Свою страсть я переживала, как роман, но вот сейчас затрудняюсь определить, что же я пишу: свидетельство в исповедальном стиле, принятом в женских журналах, манифест, протокол или всего-навсего комментарий к тексту.
Я не пишу повесть о любовной связи и не смогу воспроизвести свою историю с хронологической точностью: «Он приехал 11 ноября», или в более эпическом стиле: «Прошли недели». Все это было для меня в ту пору неважно, только одно имело смысл: со мной он или нет. Я стараюсь запечатлеть лишь признаки страсти, постоянно выбирая между словами «всегда» и «однажды», словно это поможет передать подлинность моей страсти.

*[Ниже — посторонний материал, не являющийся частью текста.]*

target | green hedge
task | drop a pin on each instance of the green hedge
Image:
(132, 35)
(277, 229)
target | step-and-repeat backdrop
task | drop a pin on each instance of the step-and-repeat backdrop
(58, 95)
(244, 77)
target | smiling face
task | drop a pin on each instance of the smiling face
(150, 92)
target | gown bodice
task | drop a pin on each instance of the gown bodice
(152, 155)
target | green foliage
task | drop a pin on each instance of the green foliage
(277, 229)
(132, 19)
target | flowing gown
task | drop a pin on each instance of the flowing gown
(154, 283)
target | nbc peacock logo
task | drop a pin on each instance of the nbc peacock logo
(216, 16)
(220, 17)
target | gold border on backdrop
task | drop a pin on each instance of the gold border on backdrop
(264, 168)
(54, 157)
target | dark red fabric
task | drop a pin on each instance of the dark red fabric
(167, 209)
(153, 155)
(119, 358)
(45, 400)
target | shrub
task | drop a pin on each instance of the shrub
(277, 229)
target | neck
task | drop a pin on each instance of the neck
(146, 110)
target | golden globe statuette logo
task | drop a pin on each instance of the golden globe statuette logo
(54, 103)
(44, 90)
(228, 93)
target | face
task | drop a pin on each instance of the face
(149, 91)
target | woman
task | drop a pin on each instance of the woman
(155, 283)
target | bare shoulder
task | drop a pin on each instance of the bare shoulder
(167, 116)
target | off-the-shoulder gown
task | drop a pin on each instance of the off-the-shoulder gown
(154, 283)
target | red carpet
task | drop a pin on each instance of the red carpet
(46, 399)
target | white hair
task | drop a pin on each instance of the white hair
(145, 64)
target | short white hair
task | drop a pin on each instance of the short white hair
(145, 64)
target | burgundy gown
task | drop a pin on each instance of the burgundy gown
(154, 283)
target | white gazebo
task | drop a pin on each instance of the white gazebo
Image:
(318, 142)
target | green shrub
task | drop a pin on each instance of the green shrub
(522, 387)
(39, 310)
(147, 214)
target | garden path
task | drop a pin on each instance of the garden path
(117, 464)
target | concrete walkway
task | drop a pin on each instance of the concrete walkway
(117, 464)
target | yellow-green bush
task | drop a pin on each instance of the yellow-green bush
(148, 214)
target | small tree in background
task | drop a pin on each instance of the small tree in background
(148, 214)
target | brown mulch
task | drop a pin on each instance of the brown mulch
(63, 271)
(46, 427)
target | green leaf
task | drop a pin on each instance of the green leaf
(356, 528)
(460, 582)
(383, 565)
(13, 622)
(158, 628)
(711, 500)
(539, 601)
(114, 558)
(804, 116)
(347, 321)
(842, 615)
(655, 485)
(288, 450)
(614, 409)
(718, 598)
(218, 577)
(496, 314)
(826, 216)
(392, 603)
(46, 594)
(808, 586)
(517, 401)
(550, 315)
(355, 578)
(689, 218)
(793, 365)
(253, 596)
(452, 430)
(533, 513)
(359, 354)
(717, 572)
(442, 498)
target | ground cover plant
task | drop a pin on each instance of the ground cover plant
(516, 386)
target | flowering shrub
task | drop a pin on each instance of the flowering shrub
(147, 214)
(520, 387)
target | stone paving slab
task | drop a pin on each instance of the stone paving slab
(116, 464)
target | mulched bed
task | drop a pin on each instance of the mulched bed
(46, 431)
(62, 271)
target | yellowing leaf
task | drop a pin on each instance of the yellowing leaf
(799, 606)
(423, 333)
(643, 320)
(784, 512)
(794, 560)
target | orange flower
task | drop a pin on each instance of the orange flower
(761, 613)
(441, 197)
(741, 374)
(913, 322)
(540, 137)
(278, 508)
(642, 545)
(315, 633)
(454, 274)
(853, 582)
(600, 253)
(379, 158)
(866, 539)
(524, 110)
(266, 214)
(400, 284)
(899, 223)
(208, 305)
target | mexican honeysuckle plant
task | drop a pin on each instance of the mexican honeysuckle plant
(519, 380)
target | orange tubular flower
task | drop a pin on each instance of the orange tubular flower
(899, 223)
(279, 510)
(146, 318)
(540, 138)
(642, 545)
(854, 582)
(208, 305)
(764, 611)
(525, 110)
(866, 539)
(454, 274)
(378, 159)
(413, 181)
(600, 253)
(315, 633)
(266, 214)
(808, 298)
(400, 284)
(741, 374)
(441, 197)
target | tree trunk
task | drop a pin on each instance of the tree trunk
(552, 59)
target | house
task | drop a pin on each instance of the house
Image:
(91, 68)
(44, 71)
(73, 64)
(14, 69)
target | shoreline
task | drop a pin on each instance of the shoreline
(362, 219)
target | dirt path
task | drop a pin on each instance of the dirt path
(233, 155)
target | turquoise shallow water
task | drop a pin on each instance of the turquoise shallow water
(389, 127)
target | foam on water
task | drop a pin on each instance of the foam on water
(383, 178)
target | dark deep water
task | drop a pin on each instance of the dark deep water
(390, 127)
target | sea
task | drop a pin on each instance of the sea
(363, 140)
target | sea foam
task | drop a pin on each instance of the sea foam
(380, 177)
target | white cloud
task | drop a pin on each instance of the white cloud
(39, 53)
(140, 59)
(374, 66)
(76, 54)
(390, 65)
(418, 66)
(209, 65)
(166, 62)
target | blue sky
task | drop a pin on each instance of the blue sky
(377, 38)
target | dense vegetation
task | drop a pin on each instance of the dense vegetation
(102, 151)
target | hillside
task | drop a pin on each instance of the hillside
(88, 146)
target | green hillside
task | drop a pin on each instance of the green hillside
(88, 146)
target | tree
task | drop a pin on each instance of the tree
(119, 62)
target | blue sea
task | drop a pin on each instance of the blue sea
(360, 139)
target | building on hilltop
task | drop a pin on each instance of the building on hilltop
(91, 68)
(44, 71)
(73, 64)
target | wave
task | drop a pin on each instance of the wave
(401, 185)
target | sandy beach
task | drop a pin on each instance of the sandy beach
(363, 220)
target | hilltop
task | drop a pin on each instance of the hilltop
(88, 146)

Эти признаки и факты я перечисляю и воссоздаю без всякой иронии или насмешки, которыми обычно окрашены наши рассказы о пережитом.
Что же до истоков этой страсти, я не собираюсь их отыскивать в моем давнем или недавнем прошлом, которое заставил бы меня реконструировать психоаналитик, или в известных мне с детства образцах для подражания («Унесенные ветром», «Федра» или песни Пиаф могут влиять не меньше, чем «эдипов комплекс»). Я не хочу объяснять свою страсть, иначе мне придется рассматривать ее как ошибку или отступление от правил, которое нуждается в оправдании — нет, мне хочется ее лишь запечатлеть, вот и все.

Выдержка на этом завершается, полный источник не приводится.